The brand deserves a visual identity that reflects that consumer.
When I asked my girlfriend what the Lululemon logo was, she said, “I think it’s something to do with math.” That association comes from the Lululemon logo’s resemblance to the Greek letter Omega (pictured). The company’s bizarre logo just feels cryptic and quizzical: it makes the audience wonder, am I missing something here?
After having recently written about the symbols of Scientology – which incorporate the Greek alphabet for dubious purposes – I don’t think an odd association like the Omega symbol does any favors for an athletics brand that has been accused of cult-like behavior. The Omega has nothing to do with Lululemon, of course – that’s the point. It just goes to show how muddled and confused the Lululemon logo is. It’s a big bowl of WTF.
The bottom line: this logo doesn’t bear much relation to Lululemon. The ‘A’ doesn’t represent their primary name, the ‘woman’s hair’ interpretation is a bit of a stretch, and the logo doesn’t communicate anything about athletics.
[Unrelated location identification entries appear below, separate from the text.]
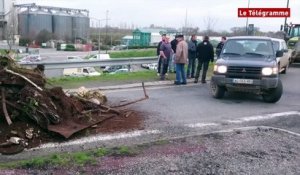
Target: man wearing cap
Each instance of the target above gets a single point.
(205, 53)
(192, 45)
(163, 37)
(220, 46)
(180, 60)
(172, 64)
(165, 55)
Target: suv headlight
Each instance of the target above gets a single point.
(267, 71)
(220, 69)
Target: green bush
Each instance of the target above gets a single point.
(141, 47)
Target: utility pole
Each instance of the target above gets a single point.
(99, 22)
(247, 19)
(287, 6)
(106, 29)
(185, 23)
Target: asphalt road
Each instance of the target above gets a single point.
(193, 103)
(239, 134)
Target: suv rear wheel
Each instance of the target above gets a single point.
(217, 91)
(273, 95)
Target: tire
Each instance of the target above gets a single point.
(217, 91)
(285, 69)
(273, 95)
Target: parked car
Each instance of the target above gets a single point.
(151, 66)
(100, 57)
(74, 58)
(31, 58)
(296, 53)
(146, 66)
(248, 64)
(284, 61)
(120, 71)
(86, 71)
(109, 69)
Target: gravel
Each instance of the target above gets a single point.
(257, 151)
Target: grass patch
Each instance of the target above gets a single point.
(82, 158)
(133, 53)
(124, 151)
(101, 152)
(70, 159)
(113, 79)
(161, 142)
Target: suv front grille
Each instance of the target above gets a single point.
(243, 72)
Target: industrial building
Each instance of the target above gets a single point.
(64, 23)
(6, 7)
(150, 36)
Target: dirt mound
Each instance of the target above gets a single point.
(31, 114)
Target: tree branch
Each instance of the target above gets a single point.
(8, 120)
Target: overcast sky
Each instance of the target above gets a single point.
(172, 13)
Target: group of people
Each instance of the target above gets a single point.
(176, 54)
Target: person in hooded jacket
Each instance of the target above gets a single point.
(159, 62)
(205, 53)
(220, 46)
(192, 46)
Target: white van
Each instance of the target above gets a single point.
(100, 57)
(85, 71)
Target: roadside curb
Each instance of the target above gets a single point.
(136, 85)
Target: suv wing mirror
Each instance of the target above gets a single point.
(279, 53)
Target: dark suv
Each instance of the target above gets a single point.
(248, 64)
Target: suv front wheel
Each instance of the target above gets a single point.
(273, 95)
(217, 91)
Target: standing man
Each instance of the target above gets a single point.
(192, 46)
(220, 46)
(163, 37)
(165, 55)
(181, 60)
(205, 53)
(172, 64)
In short, it feels like it was designed for a different name, because it was.
Lululemon has recently survived public fiascos (the sheer pants recall) and the feuds of embattled CEOs. It’s 2015, they have a new CEO (Laurent Potdevin), and their stock is thriving. They deserve a refreshing new brand identity to reflect their new beginnings – one that truly represents their customer for the first time.
Laurent Potdevin, if you’re reading this, get in touch! I would love to redesign your brand. Just think of the headline potential – CEO hires brand designer from a blog post. Side note: I will do away with the lowercase ‘lululemon’ spelling – it’s a cutesy brand affectation that makes the word seem too meek to perform even a downward dog pose.